We finally came to the acceptance that IVF was the path we NEEDED to take. We were bringing out the big guns. We once again met with our doctor and went over our IVF packet. It was a booklet of things we needed to know about the IVF process, a list of medications that we would be using and the cost. The total cost of IVF was $13,750 without PGS testing. If we wanted PGS (genetic) testing it would be an extra $2,500. This amount would cover the cost of ultrasounds, office visits, lab tests, 1 single egg retrieval and 1 single transfer, NONE of this included the cost of medications. The packet that we received had CAPEX loan information for those seeking to become pregnant and were receiving treatments. Naturally, because the total cost of IVF was half the price of my annual income, we filled out the loan information and waited to hear if we were approved. Because of my family history, we decided to also go through with PGS testing. We knew this would increase the cost of IVF but we wanted to make sure that we threw everything we had at this. My younger brother has down syndrome, and because of this our doctor advised us to go through with PGS. We were also told that most pregnancies end up in miscarriage due to some abnormality with the fetus. We prayed and waited for weeks. Once our approval came through and we signed our consent forms we were scheduled for our first baseline sonogram to see how many follicles we were working with. 

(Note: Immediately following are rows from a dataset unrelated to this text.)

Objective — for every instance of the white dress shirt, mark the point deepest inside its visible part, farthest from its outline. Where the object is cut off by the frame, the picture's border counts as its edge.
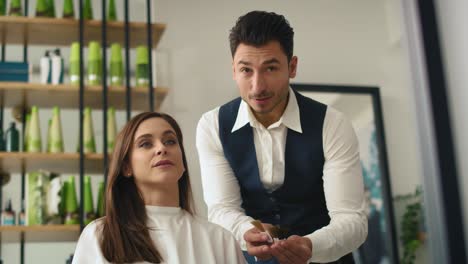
(178, 236)
(342, 176)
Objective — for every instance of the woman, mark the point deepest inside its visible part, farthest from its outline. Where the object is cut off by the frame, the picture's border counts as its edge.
(149, 215)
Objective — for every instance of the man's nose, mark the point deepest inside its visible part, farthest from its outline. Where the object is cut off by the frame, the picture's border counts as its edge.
(258, 83)
(161, 150)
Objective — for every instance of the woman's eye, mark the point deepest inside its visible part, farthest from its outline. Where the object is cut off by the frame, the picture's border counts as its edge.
(170, 142)
(145, 144)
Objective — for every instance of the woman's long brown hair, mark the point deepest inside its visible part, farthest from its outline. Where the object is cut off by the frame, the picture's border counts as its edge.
(125, 235)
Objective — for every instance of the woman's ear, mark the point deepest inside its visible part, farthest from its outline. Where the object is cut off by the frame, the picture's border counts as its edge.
(127, 171)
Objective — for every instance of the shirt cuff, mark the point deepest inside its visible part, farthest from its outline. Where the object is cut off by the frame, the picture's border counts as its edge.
(319, 246)
(242, 229)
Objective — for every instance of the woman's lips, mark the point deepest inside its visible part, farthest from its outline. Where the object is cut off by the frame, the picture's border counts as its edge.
(163, 163)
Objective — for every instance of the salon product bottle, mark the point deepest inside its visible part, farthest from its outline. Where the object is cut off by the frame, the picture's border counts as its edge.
(8, 215)
(116, 65)
(94, 63)
(56, 138)
(68, 9)
(49, 141)
(12, 138)
(111, 129)
(51, 8)
(3, 5)
(41, 8)
(22, 214)
(57, 67)
(74, 70)
(100, 205)
(71, 206)
(2, 141)
(112, 14)
(89, 144)
(15, 8)
(142, 67)
(46, 68)
(88, 10)
(34, 133)
(88, 201)
(26, 132)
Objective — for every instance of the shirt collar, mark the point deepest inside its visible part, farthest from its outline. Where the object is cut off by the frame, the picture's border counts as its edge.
(290, 118)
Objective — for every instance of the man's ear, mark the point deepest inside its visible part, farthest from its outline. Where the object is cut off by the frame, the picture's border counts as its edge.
(293, 67)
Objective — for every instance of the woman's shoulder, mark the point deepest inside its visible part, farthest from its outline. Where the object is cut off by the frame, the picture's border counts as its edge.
(213, 228)
(91, 230)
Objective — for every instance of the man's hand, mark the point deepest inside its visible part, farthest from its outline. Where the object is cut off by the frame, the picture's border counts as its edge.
(294, 250)
(257, 243)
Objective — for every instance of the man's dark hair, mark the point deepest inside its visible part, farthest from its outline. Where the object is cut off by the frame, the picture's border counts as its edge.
(257, 28)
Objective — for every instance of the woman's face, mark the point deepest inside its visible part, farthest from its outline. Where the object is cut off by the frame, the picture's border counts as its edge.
(155, 155)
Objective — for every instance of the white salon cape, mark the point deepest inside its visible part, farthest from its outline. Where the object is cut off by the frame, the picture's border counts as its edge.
(179, 237)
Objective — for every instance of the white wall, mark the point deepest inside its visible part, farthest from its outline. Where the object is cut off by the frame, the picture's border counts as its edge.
(337, 42)
(454, 40)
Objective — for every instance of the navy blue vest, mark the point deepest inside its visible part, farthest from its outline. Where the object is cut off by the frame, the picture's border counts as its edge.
(299, 204)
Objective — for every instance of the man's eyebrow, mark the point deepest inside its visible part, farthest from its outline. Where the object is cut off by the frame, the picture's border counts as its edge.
(271, 61)
(244, 62)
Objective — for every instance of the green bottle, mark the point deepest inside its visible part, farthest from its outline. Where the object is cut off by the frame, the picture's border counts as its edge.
(2, 7)
(50, 8)
(15, 8)
(88, 132)
(34, 133)
(88, 10)
(111, 129)
(26, 132)
(41, 8)
(63, 200)
(12, 138)
(75, 63)
(49, 123)
(116, 65)
(2, 142)
(100, 206)
(68, 9)
(71, 204)
(112, 14)
(94, 63)
(56, 138)
(142, 67)
(88, 201)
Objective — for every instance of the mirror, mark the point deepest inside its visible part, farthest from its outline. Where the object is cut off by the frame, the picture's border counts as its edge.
(362, 107)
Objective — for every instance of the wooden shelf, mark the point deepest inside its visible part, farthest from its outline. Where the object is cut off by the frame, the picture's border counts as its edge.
(67, 96)
(13, 162)
(62, 32)
(45, 233)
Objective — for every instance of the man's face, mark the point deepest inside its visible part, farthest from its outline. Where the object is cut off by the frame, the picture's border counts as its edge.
(262, 75)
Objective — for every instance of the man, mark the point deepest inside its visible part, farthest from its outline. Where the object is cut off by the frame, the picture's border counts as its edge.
(282, 158)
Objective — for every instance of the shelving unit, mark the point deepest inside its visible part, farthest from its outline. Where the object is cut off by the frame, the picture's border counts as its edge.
(66, 96)
(46, 233)
(62, 32)
(15, 162)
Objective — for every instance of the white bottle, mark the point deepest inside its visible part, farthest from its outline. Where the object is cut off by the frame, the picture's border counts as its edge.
(57, 67)
(45, 64)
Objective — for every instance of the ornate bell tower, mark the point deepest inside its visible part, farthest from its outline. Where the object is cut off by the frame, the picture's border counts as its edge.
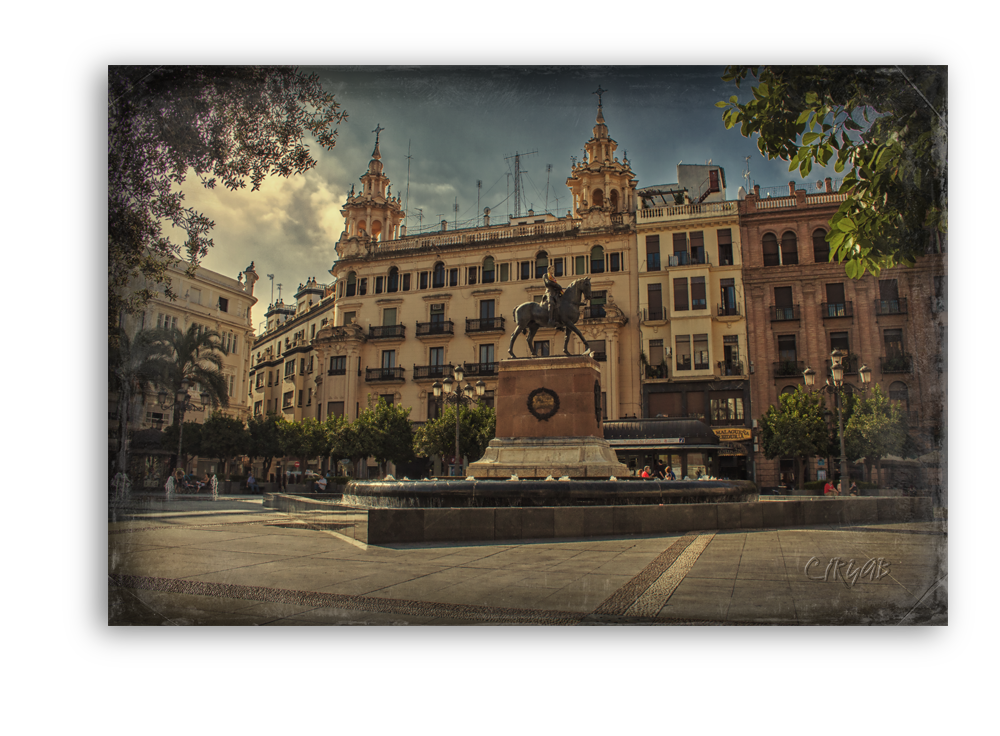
(601, 185)
(372, 215)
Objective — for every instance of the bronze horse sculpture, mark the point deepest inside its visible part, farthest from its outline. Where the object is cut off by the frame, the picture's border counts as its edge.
(530, 316)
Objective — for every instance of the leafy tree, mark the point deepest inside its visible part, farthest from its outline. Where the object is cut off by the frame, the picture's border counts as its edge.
(265, 441)
(224, 437)
(195, 355)
(385, 431)
(795, 427)
(190, 447)
(225, 123)
(877, 428)
(887, 126)
(477, 426)
(304, 439)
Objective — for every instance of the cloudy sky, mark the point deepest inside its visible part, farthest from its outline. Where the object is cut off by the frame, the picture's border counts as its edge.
(459, 124)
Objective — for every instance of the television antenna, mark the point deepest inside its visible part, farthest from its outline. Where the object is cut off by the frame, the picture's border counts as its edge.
(548, 172)
(517, 179)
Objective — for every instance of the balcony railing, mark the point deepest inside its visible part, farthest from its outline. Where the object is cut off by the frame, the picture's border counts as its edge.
(431, 371)
(850, 363)
(383, 374)
(731, 368)
(782, 314)
(484, 324)
(890, 306)
(656, 371)
(831, 310)
(382, 333)
(897, 363)
(446, 327)
(788, 368)
(481, 369)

Everything went according to plan. We started STIMS, we had a total of 22 eggs retrieved. With those 22 eggs, 13 were fertilized. Every third day we were updated on their survival. Each day they decreased, 13 to 9 to 5 to 4. After 2 weeks we were called by an Embrologist from the clinic where our PGS took place. Our final count for embryos was 3. It seemed like such a low number, but I had to remain hopeful. This gave us three chances at our future to become parents.

With this sliver of light at the end of the tunnel, we were scheduled for our very first transfer. Progesterone in oil and Estrace were called out to our choice in pharmacy. I would start Estrace three times daily. If you aren't familiar with these, it's a vaginal pill you insert. Yea, not fun but at this point, you think well we have come this far. Lol. We had two more sonograms to check my lining of my uterus to make sure I was "habitable." After we received the go ahead, I started daily intramuscular injections (on my bottom) of Progesterone in oil (PIO). If you have never had to have these let me just say they are no joke. You can have terrible bruising and knots under your skin. I strongly recommend asking your doctor to use a heat pad or ask if it is OK to rub the area of knots. 

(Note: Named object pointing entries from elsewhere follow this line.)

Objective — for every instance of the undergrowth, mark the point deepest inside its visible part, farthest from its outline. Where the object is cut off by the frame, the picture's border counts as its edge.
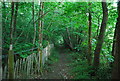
(81, 70)
(53, 58)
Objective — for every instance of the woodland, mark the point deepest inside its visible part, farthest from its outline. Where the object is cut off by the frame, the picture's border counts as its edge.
(83, 39)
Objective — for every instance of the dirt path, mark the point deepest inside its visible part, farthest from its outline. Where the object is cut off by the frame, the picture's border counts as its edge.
(60, 69)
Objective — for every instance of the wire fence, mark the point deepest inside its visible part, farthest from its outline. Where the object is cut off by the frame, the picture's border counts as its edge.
(29, 67)
(5, 56)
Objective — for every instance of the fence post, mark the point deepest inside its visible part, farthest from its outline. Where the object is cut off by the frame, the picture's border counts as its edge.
(11, 65)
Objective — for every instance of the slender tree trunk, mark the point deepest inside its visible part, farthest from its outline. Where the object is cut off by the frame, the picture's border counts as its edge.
(15, 18)
(101, 35)
(34, 25)
(116, 68)
(71, 45)
(114, 40)
(11, 56)
(40, 33)
(98, 27)
(89, 37)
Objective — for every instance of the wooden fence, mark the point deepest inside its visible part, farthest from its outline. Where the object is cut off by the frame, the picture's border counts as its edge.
(27, 67)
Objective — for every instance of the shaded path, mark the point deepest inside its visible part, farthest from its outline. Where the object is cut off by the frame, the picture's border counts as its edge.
(60, 69)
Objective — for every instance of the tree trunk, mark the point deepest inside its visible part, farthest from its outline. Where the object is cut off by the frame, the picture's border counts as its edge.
(15, 18)
(101, 35)
(116, 68)
(11, 55)
(40, 33)
(89, 37)
(34, 38)
(114, 40)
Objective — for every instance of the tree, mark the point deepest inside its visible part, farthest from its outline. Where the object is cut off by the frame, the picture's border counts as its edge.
(116, 67)
(89, 37)
(40, 25)
(101, 35)
(11, 56)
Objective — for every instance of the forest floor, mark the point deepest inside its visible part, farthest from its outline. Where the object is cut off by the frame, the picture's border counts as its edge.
(60, 69)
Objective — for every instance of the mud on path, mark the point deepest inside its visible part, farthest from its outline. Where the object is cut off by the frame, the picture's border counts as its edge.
(60, 69)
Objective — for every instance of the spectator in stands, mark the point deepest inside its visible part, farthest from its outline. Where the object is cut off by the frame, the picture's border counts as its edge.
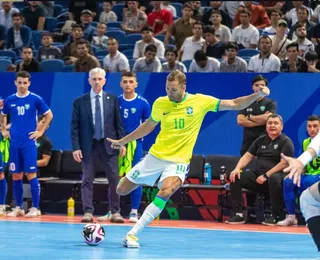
(86, 19)
(107, 15)
(89, 142)
(266, 61)
(267, 175)
(19, 35)
(2, 36)
(245, 35)
(312, 61)
(85, 62)
(193, 43)
(70, 49)
(202, 63)
(213, 46)
(292, 15)
(34, 16)
(221, 31)
(293, 63)
(216, 7)
(76, 7)
(275, 18)
(48, 7)
(182, 27)
(134, 20)
(302, 20)
(147, 39)
(171, 64)
(280, 40)
(304, 44)
(159, 19)
(115, 61)
(100, 41)
(47, 50)
(233, 63)
(44, 147)
(170, 8)
(6, 14)
(150, 62)
(254, 117)
(310, 177)
(28, 63)
(259, 17)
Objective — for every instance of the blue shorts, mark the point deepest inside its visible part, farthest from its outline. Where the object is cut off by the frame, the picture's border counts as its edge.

My husband and I are scheduled for March 13th, 2018 for our very first transfer. Our first hope at becoming parents of our own baby. I'm scared, nervous, wondering if this will make me a failure if we do not have a successful cycle. IVF is not for the faint of heart. Infertility is a mind game. It's a roller coaster of ups and downs. The most important thing I can stress to anyone going through this is that you are not alone. There is a whole community out there of supportive women and men that are going through the same things. Whether this is your first, third or eighth time trying to conceive, there are so many people out there that want you to succeed, that will follow your journey, that know your pain. Trust your instinct, believe in your body, and have faith that you and your spouse will survive this. 

My thoughts and prayers are with anyone going through this. There is a special bond that we all share. Baby dust and sticky embabies to you all!